Sie kehrte nach Greifenfurt zurück, wo sie ihr altes Söldnerleben wieder aufnahm. begrub ihren Kummer tief in sich, und nur ein aufmerksamer Beobachter hätte in ihren Augen etwas davon finden können.
Drei Jahre und viele Kämpfe später traf sie in einer Kneipe in einem kleinen Kaff auf einen Thorwaler, der sich als Argward Leifson von den Sturmbringern vorstellte und sie zu einem Premer Schnaps einlud, wohl in der – vergeblichen – Hoffnung, Solvej später in sein Bett mitnehmen zu können. Er erzählte von der weiten Orksteppe, und tat sehr geheimnisvoll ob eines Auftrages für das Reich, wegen dem er einige Zeit in den Landen der Schwarzpelze gewesen sei.

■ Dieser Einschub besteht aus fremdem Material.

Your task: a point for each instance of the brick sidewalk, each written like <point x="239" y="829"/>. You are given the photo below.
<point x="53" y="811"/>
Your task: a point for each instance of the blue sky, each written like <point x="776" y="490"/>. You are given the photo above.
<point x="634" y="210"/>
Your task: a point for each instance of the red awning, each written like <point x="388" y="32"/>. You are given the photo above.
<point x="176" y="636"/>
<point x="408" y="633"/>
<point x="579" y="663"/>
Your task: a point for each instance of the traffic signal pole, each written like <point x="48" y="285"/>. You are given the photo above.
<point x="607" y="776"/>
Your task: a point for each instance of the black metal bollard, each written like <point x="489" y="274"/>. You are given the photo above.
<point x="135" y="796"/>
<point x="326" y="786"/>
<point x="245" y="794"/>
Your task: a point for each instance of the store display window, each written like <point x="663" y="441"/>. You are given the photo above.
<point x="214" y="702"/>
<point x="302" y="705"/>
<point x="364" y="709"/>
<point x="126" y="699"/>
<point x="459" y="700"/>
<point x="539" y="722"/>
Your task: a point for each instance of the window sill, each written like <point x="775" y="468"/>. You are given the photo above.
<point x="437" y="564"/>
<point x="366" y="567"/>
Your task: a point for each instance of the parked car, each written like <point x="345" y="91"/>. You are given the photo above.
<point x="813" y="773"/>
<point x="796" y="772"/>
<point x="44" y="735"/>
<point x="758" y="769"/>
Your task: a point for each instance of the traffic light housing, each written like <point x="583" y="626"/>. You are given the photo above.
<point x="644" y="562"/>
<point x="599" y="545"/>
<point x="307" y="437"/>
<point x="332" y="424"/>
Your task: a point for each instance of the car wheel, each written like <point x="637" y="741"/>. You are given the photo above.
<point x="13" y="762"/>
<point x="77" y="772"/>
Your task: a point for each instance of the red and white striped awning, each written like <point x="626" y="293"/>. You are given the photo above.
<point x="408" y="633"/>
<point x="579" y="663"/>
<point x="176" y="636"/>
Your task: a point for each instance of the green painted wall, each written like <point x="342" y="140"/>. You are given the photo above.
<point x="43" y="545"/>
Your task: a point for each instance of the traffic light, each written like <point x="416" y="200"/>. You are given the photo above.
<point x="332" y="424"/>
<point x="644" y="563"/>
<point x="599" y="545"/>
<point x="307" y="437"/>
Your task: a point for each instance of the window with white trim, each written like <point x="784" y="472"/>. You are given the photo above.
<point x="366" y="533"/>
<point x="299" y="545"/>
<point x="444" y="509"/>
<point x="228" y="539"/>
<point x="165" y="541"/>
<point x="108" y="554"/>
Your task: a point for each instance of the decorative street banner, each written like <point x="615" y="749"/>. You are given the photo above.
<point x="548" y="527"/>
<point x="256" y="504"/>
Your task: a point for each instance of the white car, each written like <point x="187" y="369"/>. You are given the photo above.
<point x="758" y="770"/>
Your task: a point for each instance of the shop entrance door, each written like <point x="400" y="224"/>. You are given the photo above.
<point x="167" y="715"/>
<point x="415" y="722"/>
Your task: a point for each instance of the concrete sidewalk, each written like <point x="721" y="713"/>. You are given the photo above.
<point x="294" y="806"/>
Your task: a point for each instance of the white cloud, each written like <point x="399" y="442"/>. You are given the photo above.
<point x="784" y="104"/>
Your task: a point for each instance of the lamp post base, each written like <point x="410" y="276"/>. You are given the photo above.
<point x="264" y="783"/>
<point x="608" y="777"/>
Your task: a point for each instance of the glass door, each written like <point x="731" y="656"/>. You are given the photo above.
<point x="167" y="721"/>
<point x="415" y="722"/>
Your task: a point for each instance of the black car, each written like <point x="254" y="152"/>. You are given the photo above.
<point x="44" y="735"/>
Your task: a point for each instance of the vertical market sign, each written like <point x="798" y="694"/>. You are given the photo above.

Solvej Grimlasdottir ist eine mit 186 Halbfingern für eine Thorwalerin nicht allzu große, schlanke, aber durchtrainierte Frau mit wilden roten Haaren, die nur von einem grünen Tuch gebändigt werden, das sie um die Stirn gebunden hat. Ihre Augen unter den starken Brauen sind grau wie das Meer, wenn der Nebel darüber liegt, und leicht schräg gestellt, was ihnen etwas Wölfisches verleiht; vielleicht gab es unter ihren Vorfahren einen oder mehrere Nivesen. Eine Narbe teilt die linke Braue in zwei Hälften, als habe sie irgendwann eine Schnittwunde erlitten. Der große Mund unter der kurzen, geraden Nase ist energisch und wenn Solvej in ihr schallendes Lachen ausbricht, was oft passiert, sieht man eine Reihe starker weißer Zähne.
Ihre Kleidung ist zweckmäßig, Leder überwiegt, sowohl Wams als auch Hose sind aus diesem Material, dazu trägt sie ein paar bunt bestickte Stiefel aus Karenleder, deren Machart auf nivesischen Ursprung deutet. Im Winter wirft sie sich einen reich bestickten Umhang über, der innen mit Fell gefüttert und an den Rändern kunstvoll bestickt ist und von einer fein ziselierten bronzenen Spange in Form eines stilisierten Pottwales zusammengehalten wird. Dazu trägt sie eine ebenfalls verzierte Pelzkappe. Alles ist nicht mehr allzu neu, aber man kann sehen, dass der Thorwalerin ihr Äußeres durchaus nicht gleich ist. An ihrem Gürtel trägt sie eine Wurfaxt und einen Dolch, deren Griffe kunstvoll geschnitzt sind. Ihre Hauptwaffe ist eine beeindruckende Orknase, eine reich verzierte Waffe, die trotz der Schönheit, mit der sie gearbeitet ist, wahrlich nicht nach einem Spielzeug aussieht.
Auch ihr Rüstzeug – Krötenhaut, lederne Armschienen und ein Drachenhelm (ohne Drachen) – zeigt Spuren von vergangenen Kämpfen, ist aber gut gepflegt.

Begleitet wird sie von Wolf, ihrem Hund, einem Schwarzen Olporter, der wie ein zweiter Schatten immer in ihrer Nähe zu finden ist.